So archive.org_bot requests robots.txt where it is disallowed (as well as it's crime partner ia_archiver) then continues to crawl through my site including requests for css and image files. Oh and I forgot to mention, my domain has been excluded (by me) from the Internet Archive since the beginning of time.
|Webmasters: User Agent archive.org_bot is used for our wide crawl of the web. It is designed to respect robots.txt and META robots tags. Read more about Robots.txt. We try to crawl at a pace slow enough to not disrupt normal web activity. You can learn more in the Wayback Machine FAQs. If you notice archive.org_bot behaving badly, please contact us at bot.archive.org |
Yeah right... so now blocked by ip ranges.
This thing has been a PITA for webmasters since it's inception. They've never honored robots.txt, despite what they claim.
Initially, there was a belief that it could be used to document copyright and resolve plagiarism issues, however that don't hold water. There also use to be a disclaimer on their website that they sold data by the terabyte, although that practice was stopped some years back.
A decade ago, they used a handful of IP ranges, which I failed to make notation of when adding to my denies.
At one point, I thought it would be sound administrational decision to grant them access.
Unfortunately I couldn't locate all their IP's to remove their "deny access label from my websites and on their website. Over multiple communications, they just couldn't understand, nor did they ever provide all the IP ranges they spider from so that I could remove the denies.
In the end, I'm glad it worked out that way.
There are three major widget websites that get traffic that is leap and bounds times the quantity of all other widget sites. Until a couple a years ago, two of the major widget sites had all their old pages on archive.org, however once the two majors implemented denies, all that old stuff disappeared from public access, which is what the majors intended.
I block the IP ranges more incidentally than specifically, since they are part of larger web farms.

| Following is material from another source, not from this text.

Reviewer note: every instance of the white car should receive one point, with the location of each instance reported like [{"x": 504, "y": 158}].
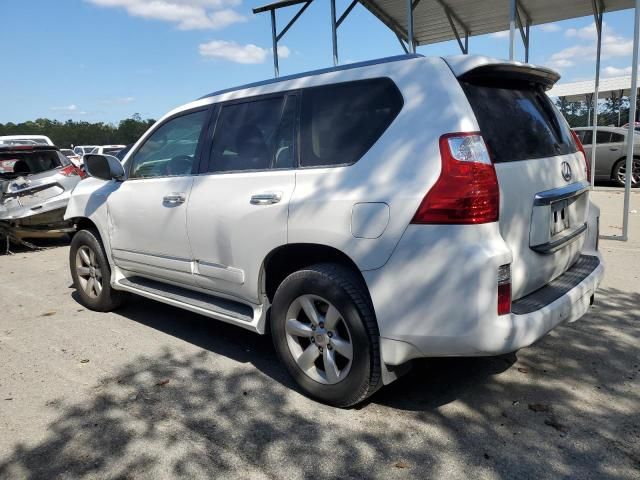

I also block by UA, which catches not only the "legit" ones but chinese fakers as well.
Guess I forgot to mention the IP range was legit, assigned to Internet Archive. At one time their bots obeyed robots.txt, no longer it seems. I did email an abuse report to them. So far no answer.
|Guess I forgot to mention the IP range was legit, assigned to Internet Archive. At one time their bots obeyed robots.txt, no longer it seems. I did email an abuse report to them. So far no answer. |
Unlikely you will get one.
Currently have a long running battle with them... but goodness gracious, it is hard work against deep pockets (check out their political support).
Considering their part of the archival of complete books and/or complete libraries, and using the same high priced scanning machines that Google Books is using?
It is difficult to imagine they have time to communicate and appease a meager webmaster.
That's me :)